# TRIFECTA: Gen2 Cruze 1.4T Turbo Upgrade Testing



## TRIFECTA (Feb 17, 2011)

TRIFECTA: Gen2 Cruze 1.4T Turbo Upgrade Testing

This week we installed an upgraded wheel turbo on one of our Gen2 Cruzes. Yesterday we had an opportunity to do some initial calibration work on the dyno. The results are impressive, particularly for such a non-invasive hardware upgrade. Peak horsepower gained about 15WHP, however, the power stays near the peak much further into the RPM band, giving a gain of almost 25WHP at 5750 RPM, over the stock turbo. Aside from the turbo, K&N intake and TRIFECTA calibration, this vehicle is otherwise completely stock.

Link to our Facebook page post: Gen2 Cruze 1.4T Turbo Upgrade




















Torque is up only slightly but our current theory is a waste gate actuator upgrade may be necessary to run higher boost in the mid range (to raise torque further).
From here, we'll be putting some miles on the car to test reliability. Stay tuned for more info!


----------



## mean buzzen half dozen (May 13, 2018)

Any new updates?


----------



## TRIFECTA (Feb 17, 2011)

mean buzzen half dozen said:


> Any new updates?


We're still developing the calibration, testing, validating the results etc.

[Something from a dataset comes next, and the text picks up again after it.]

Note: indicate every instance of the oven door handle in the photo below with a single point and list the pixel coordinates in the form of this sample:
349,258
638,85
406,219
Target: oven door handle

Once we have something new to report we will definitely share it though


----------



## Taxman (Aug 10, 2017)

Is that a larger turbine, a larger compressor, or both?


----------



## TRIFECTA (Feb 17, 2011)

Taxman said:


> Is that a larger turbine, a larger compressor, or both?


Its an upgraded/larger billet compressor.


----------



## GastonGaudio (Sep 9, 2018)

any news ?


----------



## Uncharted_S420 (Jun 25, 2019)

Any advancements?


----------



## mean buzzen half dozen (May 13, 2018)

Can I purchase your reverse billet compressor wheel from you?
I already have a larger reverse turbine wheel.
Thank you


----------



## mean buzzen half dozen (May 13, 2018)

mean buzzen half dozen said:


> *Can I purchase your reverse billet compressor wheel from you?*
> I already have a larger reverse turbine wheel.
> Thank you


Bump?


----------



## mean buzzen half dozen (May 13, 2018)

mean buzzen half dozen said:


> Bump *Can I purchase your reverse billet compressor wheel from you?* ?


BUMP


----------



## mean buzzen half dozen (May 13, 2018)

I would think most people would not buy a turbo for $1000 plus dollars.
But I would think some people would be in to increasing the compressor wheel.



I too, think the wastegate is weak, but I also believe the turbine wheel is too small also.
*That is why I purchase a larger & less bladed higher flowing turbine wheel.*
I am working on a fixture to be able to machine the turbine housing.

You might be able to sell a bunch of larger compressor wheels over a complete turbo & offer machining sevices?

Just a thought.

Thank you.


----------



## FILTHYPANDUH707 (Aug 20, 2019)

I have a question. Is a twin turbo set up possible using the stock turbos? Really curious.


----------



## Iamantman (Sep 24, 2018)

FILTHYPANDUH707 said:


> I have a question. Is a twin turbo set up possible using the stock turbos? Really curious.


Anything is possible if ya got the money ?


----------